ほのかに温かいそれを受取り、くるくると慣れた手つきで拳に巻きつけていく。左右均等に巻き終えると力を籠めてちぎり、端の方を指の間に挟んで握り込む。
「おいてめぇ、何のつも―――」
言葉を遮るのは肉を打つ鈍い打撃音。台詞半ばにして、ゴロツキの頭が後ろに吹っ飛ぶ。
相手の言葉を無視して先制した左アッパーが顔面に直撃し、鼻の骨を砕いて意識と体を飛ばす。
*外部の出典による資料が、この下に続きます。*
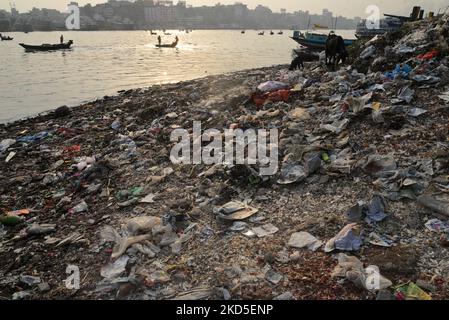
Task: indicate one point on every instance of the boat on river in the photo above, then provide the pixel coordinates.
(47, 47)
(315, 41)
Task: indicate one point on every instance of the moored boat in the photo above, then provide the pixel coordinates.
(315, 41)
(47, 47)
(7, 38)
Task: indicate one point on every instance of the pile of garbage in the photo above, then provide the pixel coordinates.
(93, 207)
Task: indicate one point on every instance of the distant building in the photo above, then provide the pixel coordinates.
(162, 12)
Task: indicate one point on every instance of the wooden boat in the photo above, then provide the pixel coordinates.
(315, 41)
(167, 45)
(320, 27)
(47, 47)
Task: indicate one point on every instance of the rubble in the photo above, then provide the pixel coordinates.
(362, 167)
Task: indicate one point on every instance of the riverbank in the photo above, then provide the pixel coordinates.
(354, 148)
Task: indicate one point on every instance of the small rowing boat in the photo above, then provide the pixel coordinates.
(315, 41)
(47, 47)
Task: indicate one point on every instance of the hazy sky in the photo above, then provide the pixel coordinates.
(347, 8)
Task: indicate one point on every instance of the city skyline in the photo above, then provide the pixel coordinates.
(339, 7)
体重も載せていない腰の振りと上半身だけの打撃で人が飛んだ。
倒れた男の手放したナイフが甲高い音を立てて転がっていく。
「腹ごなしには少し物足りないが……まあいいだろう」
宙を舞う仲間を見て喧嘩を売る相手を間違えたと、ゴロツキたちが気付いた時には既に遅かった。